Soumya Basu · Orestis Papadigenopoulos · Constantine Caramanis · Sanjay Shakkottai

Keywords: [ Learning Theory and Statistics ] [ Decision Processes and Bandits ]

Abstract: We study a novel variant of the multi-armed bandit problem, where at each time step, the player observes an independently sampled context that determines the arms' mean rewards. However, playing an arm blocks it (across all contexts) for a fixed number of future time steps. The above contextual setting captures important scenarios such as recommendation systems or ad placement with diverse users. This problem has been recently studied [Dickerson et al., AAAI 2018] in the full-information setting (i.e., assuming knowledge of the mean context-dependent arm rewards), where competitive ratio bounds have been derived.
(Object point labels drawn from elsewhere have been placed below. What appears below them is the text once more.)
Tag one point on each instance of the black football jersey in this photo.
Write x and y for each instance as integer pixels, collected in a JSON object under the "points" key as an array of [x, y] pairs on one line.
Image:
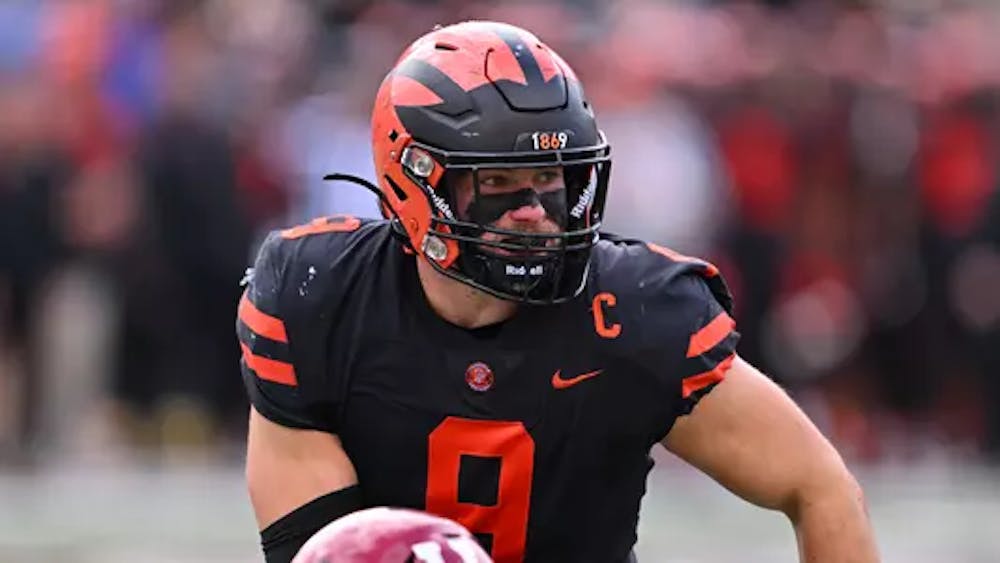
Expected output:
{"points": [[534, 433]]}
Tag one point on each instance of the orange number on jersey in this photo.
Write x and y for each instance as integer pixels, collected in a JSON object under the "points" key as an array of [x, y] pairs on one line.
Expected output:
{"points": [[507, 520]]}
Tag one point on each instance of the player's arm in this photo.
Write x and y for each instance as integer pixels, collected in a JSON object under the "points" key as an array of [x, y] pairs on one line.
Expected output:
{"points": [[287, 468], [299, 481], [750, 436], [298, 475]]}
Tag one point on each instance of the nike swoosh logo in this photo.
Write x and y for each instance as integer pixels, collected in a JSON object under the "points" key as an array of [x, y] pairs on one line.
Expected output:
{"points": [[560, 383]]}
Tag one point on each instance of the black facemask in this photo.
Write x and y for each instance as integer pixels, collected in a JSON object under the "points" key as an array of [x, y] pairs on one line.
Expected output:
{"points": [[487, 209]]}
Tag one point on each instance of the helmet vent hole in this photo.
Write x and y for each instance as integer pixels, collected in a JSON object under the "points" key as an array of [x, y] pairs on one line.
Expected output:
{"points": [[400, 194]]}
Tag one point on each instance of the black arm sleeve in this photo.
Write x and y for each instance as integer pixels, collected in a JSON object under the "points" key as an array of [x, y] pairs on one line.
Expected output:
{"points": [[284, 538]]}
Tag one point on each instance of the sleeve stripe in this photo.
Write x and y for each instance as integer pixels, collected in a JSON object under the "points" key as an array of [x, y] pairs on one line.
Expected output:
{"points": [[711, 335], [268, 369], [261, 323], [697, 382]]}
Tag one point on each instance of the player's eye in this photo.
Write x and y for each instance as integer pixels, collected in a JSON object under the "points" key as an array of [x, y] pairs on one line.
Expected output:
{"points": [[548, 179], [494, 180]]}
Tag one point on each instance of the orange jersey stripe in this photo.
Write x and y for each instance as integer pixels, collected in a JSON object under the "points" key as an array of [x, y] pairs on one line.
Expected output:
{"points": [[268, 369], [709, 336], [261, 323], [710, 269], [697, 382]]}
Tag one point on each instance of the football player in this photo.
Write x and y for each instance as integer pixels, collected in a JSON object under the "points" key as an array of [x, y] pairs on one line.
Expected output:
{"points": [[486, 354], [392, 535]]}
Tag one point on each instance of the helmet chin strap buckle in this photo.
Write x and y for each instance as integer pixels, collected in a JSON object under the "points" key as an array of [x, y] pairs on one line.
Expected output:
{"points": [[434, 248]]}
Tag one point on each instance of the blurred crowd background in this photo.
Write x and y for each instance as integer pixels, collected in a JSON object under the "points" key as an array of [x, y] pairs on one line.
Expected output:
{"points": [[837, 159]]}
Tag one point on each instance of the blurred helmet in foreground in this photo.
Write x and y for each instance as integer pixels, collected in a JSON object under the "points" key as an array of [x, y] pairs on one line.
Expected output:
{"points": [[392, 535]]}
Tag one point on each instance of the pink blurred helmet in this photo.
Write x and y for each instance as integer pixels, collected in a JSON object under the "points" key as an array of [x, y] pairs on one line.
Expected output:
{"points": [[392, 535]]}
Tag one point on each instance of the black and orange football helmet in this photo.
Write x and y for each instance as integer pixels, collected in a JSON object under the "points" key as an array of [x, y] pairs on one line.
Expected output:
{"points": [[480, 96]]}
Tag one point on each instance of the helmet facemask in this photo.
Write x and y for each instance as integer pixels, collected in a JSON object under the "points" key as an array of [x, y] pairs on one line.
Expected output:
{"points": [[539, 262]]}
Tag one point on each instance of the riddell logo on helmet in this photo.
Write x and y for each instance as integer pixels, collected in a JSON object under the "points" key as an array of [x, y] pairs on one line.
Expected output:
{"points": [[535, 270], [585, 198]]}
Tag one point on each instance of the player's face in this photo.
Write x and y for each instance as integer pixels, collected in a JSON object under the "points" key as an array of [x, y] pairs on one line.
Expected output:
{"points": [[506, 200]]}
We focus on the bandit setting, where these means are initially unknown; we propose a UCB-based variant of the full-information algorithm that guarantees a $\mathcal{O}(\log T)$-regret w.r.t. an $\alpha$-optimal strategy in $T$ time steps, matching the $\Omega(\log(T))$ regret lower bound in this setting. Due to the time correlations caused by blocking, existing techniques for upper bounding regret fail. For proving our regret bounds, we introduce the novel concepts of delayed exploitation and opportunistic subsampling and combine them with ideas from combinatorial bandits and non-stationary Markov chains coupling.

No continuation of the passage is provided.